第4章 眠る
「死ぬ理由…やっぱり話せないか?」
飲み物を飲んで一息ついたらしい彼が、私に語りかける。
「ん…別に死ぬ理由なんてないよ」
私は答える。
「理由がないなら死ななくてもいいだろ」
「生きてる理由もないし」
「ふぅん」
「納得した?」
「いや、してない。この事…僕にこういう事した事…誰にも言ったりしないから…死ぬなよ」
少し真面目な顔で彼が言う。
「別に生きててもいい事ないし」
少し笑って私は答える。
「わからないだろ。
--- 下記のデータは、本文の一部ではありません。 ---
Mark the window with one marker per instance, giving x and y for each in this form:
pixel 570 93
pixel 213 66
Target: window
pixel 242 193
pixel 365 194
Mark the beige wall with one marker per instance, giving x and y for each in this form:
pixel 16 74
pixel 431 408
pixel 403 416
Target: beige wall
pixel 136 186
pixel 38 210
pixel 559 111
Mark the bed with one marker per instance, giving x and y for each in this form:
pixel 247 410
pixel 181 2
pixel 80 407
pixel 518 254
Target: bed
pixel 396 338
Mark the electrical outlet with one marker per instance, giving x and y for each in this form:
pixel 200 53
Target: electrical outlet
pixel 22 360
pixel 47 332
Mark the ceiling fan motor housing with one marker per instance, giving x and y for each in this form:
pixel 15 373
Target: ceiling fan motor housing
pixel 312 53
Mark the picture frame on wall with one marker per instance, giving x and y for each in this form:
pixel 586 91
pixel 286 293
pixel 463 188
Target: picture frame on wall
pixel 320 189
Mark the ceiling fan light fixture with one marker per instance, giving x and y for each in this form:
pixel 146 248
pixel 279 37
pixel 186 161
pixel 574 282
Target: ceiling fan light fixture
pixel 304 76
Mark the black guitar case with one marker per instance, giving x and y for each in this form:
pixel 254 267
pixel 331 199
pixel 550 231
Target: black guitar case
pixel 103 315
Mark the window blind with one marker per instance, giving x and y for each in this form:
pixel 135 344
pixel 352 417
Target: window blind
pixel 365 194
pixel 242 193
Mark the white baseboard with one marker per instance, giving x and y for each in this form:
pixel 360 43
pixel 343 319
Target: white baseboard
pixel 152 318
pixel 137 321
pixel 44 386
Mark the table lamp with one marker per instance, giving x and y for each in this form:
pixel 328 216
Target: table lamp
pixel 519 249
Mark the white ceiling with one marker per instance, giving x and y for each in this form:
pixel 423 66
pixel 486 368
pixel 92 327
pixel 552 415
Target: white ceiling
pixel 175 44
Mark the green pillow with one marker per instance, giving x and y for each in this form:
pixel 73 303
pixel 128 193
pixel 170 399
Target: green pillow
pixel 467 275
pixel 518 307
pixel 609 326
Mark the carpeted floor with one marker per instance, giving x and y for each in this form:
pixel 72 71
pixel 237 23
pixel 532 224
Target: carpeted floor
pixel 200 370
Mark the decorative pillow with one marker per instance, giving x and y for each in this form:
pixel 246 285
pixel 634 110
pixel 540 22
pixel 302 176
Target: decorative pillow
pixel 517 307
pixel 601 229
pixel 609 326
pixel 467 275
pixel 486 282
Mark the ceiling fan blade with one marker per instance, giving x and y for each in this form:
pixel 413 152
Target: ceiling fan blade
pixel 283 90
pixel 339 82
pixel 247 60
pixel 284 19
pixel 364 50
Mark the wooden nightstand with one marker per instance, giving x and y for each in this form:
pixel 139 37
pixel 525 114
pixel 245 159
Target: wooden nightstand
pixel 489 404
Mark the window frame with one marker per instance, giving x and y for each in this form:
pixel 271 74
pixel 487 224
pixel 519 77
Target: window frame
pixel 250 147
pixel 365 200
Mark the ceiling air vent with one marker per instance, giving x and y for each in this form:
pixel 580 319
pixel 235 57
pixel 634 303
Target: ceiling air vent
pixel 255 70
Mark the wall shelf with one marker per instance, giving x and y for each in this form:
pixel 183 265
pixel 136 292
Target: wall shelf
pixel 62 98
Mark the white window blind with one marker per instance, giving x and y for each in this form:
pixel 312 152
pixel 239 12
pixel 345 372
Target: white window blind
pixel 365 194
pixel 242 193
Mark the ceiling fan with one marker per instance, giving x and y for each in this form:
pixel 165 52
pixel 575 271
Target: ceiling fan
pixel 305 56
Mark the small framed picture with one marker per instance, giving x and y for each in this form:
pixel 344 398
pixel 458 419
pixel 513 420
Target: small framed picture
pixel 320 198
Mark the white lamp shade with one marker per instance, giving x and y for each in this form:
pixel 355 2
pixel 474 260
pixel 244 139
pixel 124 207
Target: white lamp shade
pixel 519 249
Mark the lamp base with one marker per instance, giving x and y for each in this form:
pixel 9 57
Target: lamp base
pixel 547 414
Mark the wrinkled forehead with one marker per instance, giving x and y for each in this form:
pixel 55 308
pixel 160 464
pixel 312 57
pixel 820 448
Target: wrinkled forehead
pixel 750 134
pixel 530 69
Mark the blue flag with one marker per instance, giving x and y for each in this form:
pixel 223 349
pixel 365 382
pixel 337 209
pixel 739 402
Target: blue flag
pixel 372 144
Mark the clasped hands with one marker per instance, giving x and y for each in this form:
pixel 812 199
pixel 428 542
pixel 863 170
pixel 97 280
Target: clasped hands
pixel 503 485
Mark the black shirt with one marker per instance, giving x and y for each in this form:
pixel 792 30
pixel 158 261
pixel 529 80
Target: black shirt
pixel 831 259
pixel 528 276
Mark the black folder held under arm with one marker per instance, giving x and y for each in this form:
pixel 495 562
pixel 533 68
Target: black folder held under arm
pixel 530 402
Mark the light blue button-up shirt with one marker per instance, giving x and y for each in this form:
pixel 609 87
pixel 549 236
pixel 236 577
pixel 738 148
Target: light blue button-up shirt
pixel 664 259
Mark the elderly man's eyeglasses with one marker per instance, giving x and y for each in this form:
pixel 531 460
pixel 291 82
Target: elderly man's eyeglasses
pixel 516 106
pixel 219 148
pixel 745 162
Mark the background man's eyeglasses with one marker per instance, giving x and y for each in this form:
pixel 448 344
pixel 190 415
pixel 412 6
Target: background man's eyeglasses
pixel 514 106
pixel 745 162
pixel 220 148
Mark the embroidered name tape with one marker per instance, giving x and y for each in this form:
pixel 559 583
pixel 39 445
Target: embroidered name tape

この先、いい事があるかもしれない」
「ないよ。逢坂くん、私にお説教するの?」
「別に説教するつもりはない。友達からのアドバイスだ」
「そう…。ありがと」
「説教されたいのか?」
「へっ? なんで?」
「そんな顔してた」
「してないよ」
私は顔をそらす。
「君のように可愛くてスタイルのいい女の子なんて、人生楽勝じゃないのか? 僕もそんなふうに生まれたかったけどな」
冗談を言う口調で、彼が言う。
腹立たしい。
「そんないいもんでもないよ。
よく知らない人に変な目で見られたり、好きでもない男の子にしつこく言い寄られたり、女の子にはよくわかんない陰口ひろめられたり…
嫌なことばっかり」
私は吐き捨てる。
「そんなの僕に言えば、なんとかしてやるのに」
彼が得意気に言う。
どうするっていうのよ。
「逢坂くんは自分のことで忙しいでしょ。茜ちゃんのこと追っかけたりさ」
「サキちゃん…。君、もう少し他人に頼ることを覚えたほうがいいよ」
「ありがとう。来世の参考にするね」
私はニッコリ笑ってお礼を言う。